# How to deal with window in shower



## gofer

I'd like convert our tub to tub and shower by having walls tiled for shower, plumbing put in for shower.  My problem is there is a 36"x24" window on a shower wall and it kills my (low) budget to remove it.  Any suggestions on what to do?
If you know of any other forums, that would be great too.

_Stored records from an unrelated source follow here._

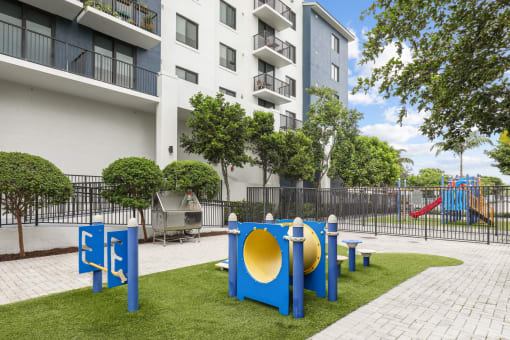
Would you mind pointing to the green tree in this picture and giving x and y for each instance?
(265, 144)
(132, 183)
(428, 177)
(296, 162)
(24, 179)
(329, 123)
(501, 155)
(473, 140)
(375, 163)
(219, 133)
(451, 58)
(195, 176)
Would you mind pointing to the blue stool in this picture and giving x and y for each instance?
(339, 260)
(352, 244)
(366, 253)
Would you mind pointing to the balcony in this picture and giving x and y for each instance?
(68, 9)
(289, 123)
(33, 59)
(269, 88)
(274, 13)
(122, 19)
(272, 50)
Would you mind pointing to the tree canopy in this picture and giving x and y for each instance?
(195, 176)
(24, 179)
(219, 133)
(332, 129)
(501, 156)
(459, 53)
(132, 183)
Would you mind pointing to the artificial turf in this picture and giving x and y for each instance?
(193, 303)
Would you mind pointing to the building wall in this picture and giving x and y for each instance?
(79, 136)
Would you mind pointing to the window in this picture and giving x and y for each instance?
(334, 72)
(292, 86)
(335, 43)
(113, 61)
(186, 75)
(227, 92)
(187, 32)
(266, 104)
(227, 14)
(227, 57)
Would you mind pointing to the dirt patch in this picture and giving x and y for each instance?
(60, 251)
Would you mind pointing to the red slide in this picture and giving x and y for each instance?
(426, 209)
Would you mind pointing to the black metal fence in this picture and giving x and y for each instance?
(22, 43)
(477, 214)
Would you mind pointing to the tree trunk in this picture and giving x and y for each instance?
(20, 236)
(461, 154)
(143, 225)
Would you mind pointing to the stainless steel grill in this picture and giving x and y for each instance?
(178, 212)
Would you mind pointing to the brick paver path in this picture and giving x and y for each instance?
(471, 301)
(24, 279)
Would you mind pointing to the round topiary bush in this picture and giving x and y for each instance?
(133, 181)
(199, 177)
(24, 179)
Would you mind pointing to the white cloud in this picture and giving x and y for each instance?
(390, 133)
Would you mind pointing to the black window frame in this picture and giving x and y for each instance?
(186, 73)
(292, 86)
(336, 43)
(188, 21)
(228, 92)
(226, 60)
(232, 8)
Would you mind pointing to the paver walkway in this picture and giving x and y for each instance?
(470, 301)
(24, 279)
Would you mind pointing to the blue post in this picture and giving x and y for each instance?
(399, 212)
(232, 255)
(132, 265)
(298, 276)
(442, 199)
(333, 271)
(97, 276)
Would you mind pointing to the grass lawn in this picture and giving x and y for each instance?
(193, 303)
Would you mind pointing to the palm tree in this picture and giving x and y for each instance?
(474, 140)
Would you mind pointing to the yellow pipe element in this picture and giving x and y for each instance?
(262, 254)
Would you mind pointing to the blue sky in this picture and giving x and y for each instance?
(380, 114)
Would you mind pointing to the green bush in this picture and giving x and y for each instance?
(23, 179)
(133, 181)
(199, 177)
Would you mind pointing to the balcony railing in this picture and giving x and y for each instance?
(278, 6)
(268, 81)
(277, 45)
(37, 48)
(289, 123)
(134, 13)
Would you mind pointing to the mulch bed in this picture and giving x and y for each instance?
(60, 251)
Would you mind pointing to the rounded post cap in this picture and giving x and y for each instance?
(298, 222)
(97, 219)
(132, 222)
(232, 217)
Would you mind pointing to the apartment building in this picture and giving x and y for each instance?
(83, 83)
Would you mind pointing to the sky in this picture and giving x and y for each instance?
(380, 114)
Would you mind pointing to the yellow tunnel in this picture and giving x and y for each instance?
(263, 257)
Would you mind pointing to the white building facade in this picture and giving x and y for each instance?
(111, 81)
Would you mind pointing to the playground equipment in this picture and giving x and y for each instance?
(122, 257)
(265, 258)
(461, 197)
(176, 211)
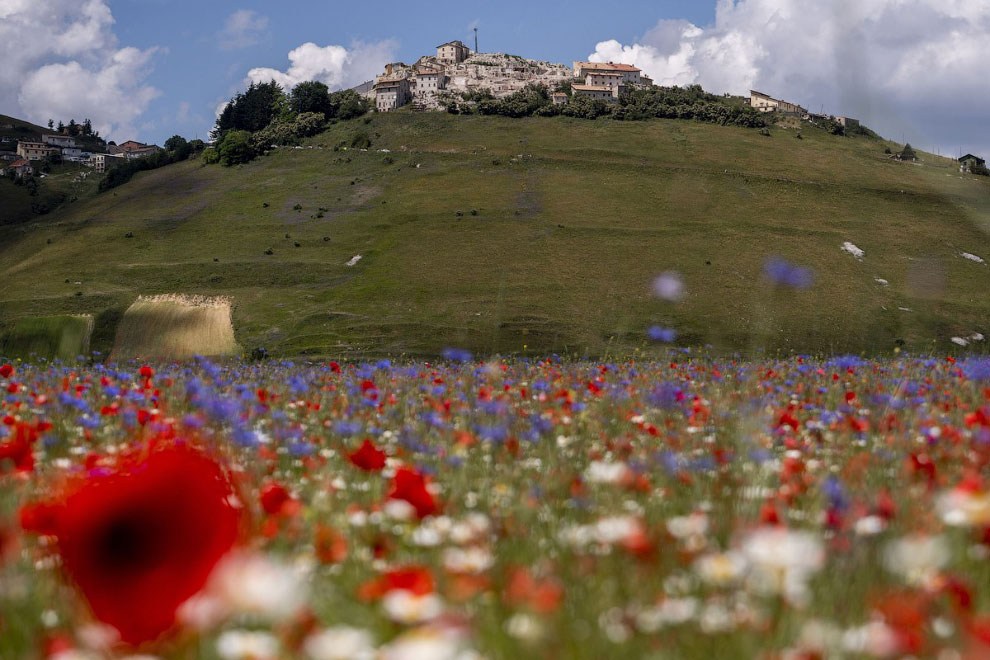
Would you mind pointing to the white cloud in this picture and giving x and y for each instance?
(336, 66)
(911, 67)
(243, 28)
(61, 61)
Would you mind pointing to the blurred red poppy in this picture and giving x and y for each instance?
(141, 537)
(368, 457)
(410, 486)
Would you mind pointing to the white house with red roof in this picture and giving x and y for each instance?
(629, 74)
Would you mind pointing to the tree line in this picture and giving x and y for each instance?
(690, 102)
(265, 115)
(177, 149)
(73, 129)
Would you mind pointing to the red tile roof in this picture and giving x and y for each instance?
(607, 66)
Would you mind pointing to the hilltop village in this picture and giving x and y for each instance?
(18, 157)
(455, 70)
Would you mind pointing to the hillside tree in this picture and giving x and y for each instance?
(311, 96)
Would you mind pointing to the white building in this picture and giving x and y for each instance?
(629, 73)
(453, 52)
(598, 92)
(765, 103)
(100, 162)
(36, 150)
(60, 141)
(391, 94)
(429, 81)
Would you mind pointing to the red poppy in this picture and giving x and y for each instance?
(18, 449)
(368, 457)
(415, 579)
(142, 537)
(542, 595)
(330, 545)
(273, 497)
(410, 486)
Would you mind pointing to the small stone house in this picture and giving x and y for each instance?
(629, 73)
(100, 162)
(36, 150)
(766, 103)
(20, 168)
(429, 81)
(60, 141)
(598, 92)
(452, 52)
(391, 94)
(969, 162)
(603, 79)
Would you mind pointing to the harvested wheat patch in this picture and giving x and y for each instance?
(175, 327)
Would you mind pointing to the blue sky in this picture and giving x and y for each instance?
(147, 69)
(198, 71)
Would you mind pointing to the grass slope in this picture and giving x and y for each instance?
(175, 328)
(64, 337)
(64, 184)
(574, 219)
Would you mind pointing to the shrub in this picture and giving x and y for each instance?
(288, 132)
(361, 141)
(235, 148)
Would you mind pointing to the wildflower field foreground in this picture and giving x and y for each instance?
(688, 508)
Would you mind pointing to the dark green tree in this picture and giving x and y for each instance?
(235, 148)
(178, 147)
(252, 110)
(312, 96)
(347, 104)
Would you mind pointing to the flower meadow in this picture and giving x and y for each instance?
(690, 507)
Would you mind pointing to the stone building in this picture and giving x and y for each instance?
(969, 162)
(21, 168)
(60, 141)
(629, 73)
(598, 92)
(601, 79)
(429, 81)
(100, 162)
(36, 150)
(452, 52)
(765, 103)
(132, 149)
(391, 93)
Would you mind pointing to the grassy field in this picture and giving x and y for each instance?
(175, 328)
(54, 336)
(65, 184)
(530, 236)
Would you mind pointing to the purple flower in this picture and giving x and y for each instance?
(456, 355)
(665, 335)
(784, 273)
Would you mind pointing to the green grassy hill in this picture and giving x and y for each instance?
(529, 236)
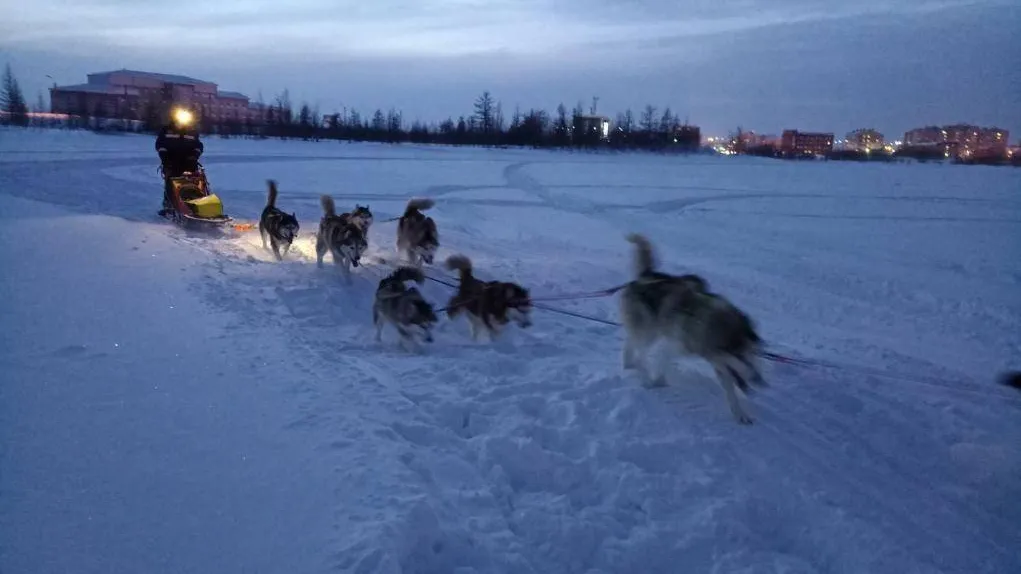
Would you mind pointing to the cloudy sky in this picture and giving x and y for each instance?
(762, 64)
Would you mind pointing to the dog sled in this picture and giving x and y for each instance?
(189, 201)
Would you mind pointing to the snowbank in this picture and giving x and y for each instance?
(176, 402)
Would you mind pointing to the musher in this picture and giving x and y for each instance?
(179, 147)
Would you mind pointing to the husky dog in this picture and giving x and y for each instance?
(344, 239)
(403, 307)
(361, 216)
(417, 235)
(280, 227)
(1011, 379)
(488, 303)
(681, 309)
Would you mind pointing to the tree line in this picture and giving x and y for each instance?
(487, 124)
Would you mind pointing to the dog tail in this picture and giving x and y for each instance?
(408, 274)
(329, 209)
(419, 204)
(272, 200)
(644, 258)
(459, 262)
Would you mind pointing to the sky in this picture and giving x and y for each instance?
(765, 65)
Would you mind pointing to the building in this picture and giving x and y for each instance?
(867, 140)
(590, 130)
(687, 138)
(136, 95)
(960, 140)
(803, 144)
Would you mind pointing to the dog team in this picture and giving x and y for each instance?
(654, 305)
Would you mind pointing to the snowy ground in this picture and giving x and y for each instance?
(172, 402)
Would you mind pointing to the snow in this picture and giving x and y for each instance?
(175, 402)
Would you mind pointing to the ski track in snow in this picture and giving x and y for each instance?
(535, 453)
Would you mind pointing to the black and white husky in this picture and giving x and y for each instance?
(280, 227)
(696, 323)
(341, 236)
(403, 307)
(417, 235)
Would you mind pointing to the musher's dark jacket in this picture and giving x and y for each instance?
(179, 149)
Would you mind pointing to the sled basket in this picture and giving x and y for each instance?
(207, 206)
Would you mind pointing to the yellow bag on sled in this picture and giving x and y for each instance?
(208, 206)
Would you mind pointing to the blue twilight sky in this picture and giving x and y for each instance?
(764, 64)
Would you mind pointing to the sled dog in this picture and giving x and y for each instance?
(361, 216)
(695, 322)
(339, 236)
(280, 227)
(488, 303)
(417, 235)
(403, 307)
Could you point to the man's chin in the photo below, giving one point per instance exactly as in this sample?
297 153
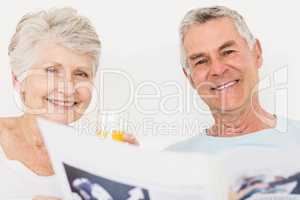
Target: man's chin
60 118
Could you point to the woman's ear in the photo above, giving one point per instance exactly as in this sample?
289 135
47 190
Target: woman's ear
16 82
257 53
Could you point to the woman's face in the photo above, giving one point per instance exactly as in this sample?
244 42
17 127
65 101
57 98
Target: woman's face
58 85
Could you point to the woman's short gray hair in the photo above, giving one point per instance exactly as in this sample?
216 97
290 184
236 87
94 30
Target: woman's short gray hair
64 25
203 15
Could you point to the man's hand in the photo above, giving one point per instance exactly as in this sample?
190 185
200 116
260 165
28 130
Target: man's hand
45 198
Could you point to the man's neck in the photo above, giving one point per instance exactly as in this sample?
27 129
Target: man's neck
243 121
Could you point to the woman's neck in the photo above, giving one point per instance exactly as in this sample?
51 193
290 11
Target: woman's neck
30 131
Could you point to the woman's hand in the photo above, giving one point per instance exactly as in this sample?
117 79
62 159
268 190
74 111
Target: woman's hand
130 139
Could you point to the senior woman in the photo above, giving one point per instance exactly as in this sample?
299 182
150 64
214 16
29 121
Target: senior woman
54 56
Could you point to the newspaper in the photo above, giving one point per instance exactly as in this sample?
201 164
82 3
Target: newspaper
90 168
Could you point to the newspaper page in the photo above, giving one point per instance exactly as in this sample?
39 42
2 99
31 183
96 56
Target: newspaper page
262 174
90 168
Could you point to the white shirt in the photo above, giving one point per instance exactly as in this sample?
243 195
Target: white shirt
19 182
285 135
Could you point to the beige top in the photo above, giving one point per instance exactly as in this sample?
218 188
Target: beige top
19 182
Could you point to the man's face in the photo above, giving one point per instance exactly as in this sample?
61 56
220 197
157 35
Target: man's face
224 70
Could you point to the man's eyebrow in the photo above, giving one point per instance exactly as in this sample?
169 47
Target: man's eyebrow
227 44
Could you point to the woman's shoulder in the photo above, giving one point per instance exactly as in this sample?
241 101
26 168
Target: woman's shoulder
8 124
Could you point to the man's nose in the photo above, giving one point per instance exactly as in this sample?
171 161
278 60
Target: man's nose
217 67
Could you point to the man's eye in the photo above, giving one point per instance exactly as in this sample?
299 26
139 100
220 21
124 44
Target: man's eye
228 52
200 62
82 74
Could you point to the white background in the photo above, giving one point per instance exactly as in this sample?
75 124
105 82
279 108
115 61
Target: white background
141 38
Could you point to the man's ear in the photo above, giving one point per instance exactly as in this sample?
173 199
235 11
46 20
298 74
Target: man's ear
188 76
257 53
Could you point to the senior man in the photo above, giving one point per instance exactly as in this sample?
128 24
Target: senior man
221 58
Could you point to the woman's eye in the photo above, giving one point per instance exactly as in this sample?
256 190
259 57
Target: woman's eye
51 69
82 74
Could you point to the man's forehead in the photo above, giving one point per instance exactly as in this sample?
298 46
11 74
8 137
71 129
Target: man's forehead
211 35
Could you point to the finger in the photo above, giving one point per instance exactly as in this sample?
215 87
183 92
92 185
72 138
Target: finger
130 139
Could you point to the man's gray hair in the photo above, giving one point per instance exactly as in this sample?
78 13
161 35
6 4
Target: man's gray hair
203 15
63 25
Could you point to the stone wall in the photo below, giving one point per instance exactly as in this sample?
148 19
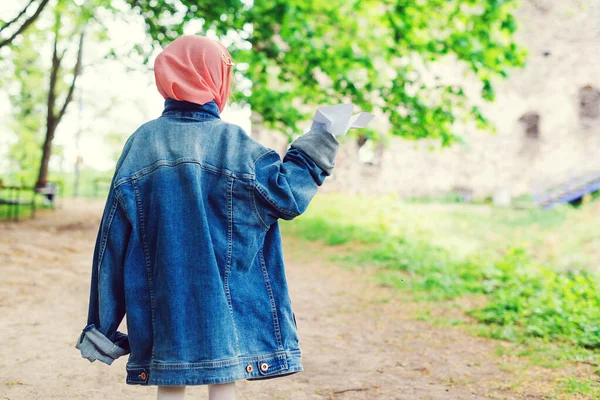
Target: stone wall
547 118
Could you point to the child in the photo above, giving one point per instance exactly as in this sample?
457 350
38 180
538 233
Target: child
189 247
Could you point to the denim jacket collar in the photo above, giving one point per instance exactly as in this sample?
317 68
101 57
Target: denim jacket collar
191 110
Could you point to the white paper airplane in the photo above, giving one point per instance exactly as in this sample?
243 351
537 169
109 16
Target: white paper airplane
339 120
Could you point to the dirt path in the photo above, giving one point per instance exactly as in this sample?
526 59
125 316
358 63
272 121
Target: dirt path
359 341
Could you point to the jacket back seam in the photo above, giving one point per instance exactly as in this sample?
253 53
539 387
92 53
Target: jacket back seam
148 264
105 233
166 163
276 326
229 258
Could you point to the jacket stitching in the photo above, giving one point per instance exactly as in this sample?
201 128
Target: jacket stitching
268 151
279 355
263 223
265 196
271 299
147 257
105 234
119 197
229 257
166 163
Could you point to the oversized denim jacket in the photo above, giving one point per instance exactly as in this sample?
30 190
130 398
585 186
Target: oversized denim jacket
189 251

Thankshttp://www.houserepairtalk.com/images/smilies/confused.gif


----------



## TxBuilder

Can you just leave it? Is there a reason you don't want a window?


----------



## nealtw

Hopefully you plan to take down drywall and put up backerboard and all that stuff. If you have vynel window take the sill off replace it with backerboard with a spacer at the window so you have a 5 degree slope out. When you tile, stop the tile 1/8" away from window and fill that with silicon. Check and repair silicon monthly for the rest of you life. If your window is wood or?, do all of the above and have glass outfit install a tempured glass plug for the hole window. Don't forget to upgrade the fan.


----------



## joecaption

It's never a good Idea to have a window in a shower. It will jusy be one more way for water to get into the wall, and will stay mildowed up unless you wipe it down every time someone takes a shower.
If you have vinyl siding it's pretty easy to remove and repair and only cost about $50.00 for materials.


----------



## CharlieO

It is best to take the window out to avoid future issues but, it looks like a vinyl window in your pic.
As Neal suggested, install a peice of backed board under the sill, I would put backer board all the way around the inside of the window and caulk it. then install a mable sill with thinset on a slight pitch out then tile up the sides and across the top with bullnose tile to meet your wall tile, caulk along the window and check caulk regularly.


----------



## gofer

Sorry for not providing more detail.  The window is vinyl, I did plan remove the drytwall to install cement back board for tiling.  My concern is that some water will be running down and out the weep holes of the window.  Our exterior is stucco and I don't want to mess with that.  

Any ideas for a barrier?  One person suggested using a pressure rod inside the window and taking a shower curtain and cutting it to size. I don't care for that own.
Another person suggested fabricating some plastic windows, kind of like a second set of windows.  Tap plastics is really good about doing custom things like that.


----------



## janellelk

Wow, my sweetheart and I just moved into an apartment with a shower/bath window.  It has driven us nuts!  

Ultimately we decided to do the pressure rod and cutting a shower curtain route.  It doesn't look bad and it really protects the woodwork.  Of course I would be thrilled to not have it in there but we couldn't do any permanent alterations nor did we want to invest a lot of money into the project.

It is what it is.  Best of luck!


----------



## nswef

I just made a curtain out of a tightly woven nylon.  It covers the window and a bit of the surround.  The trim around the window is wood, painted.  We've had it 30 years and no real problems.  I do check it every week or so for damp and mildew.


----------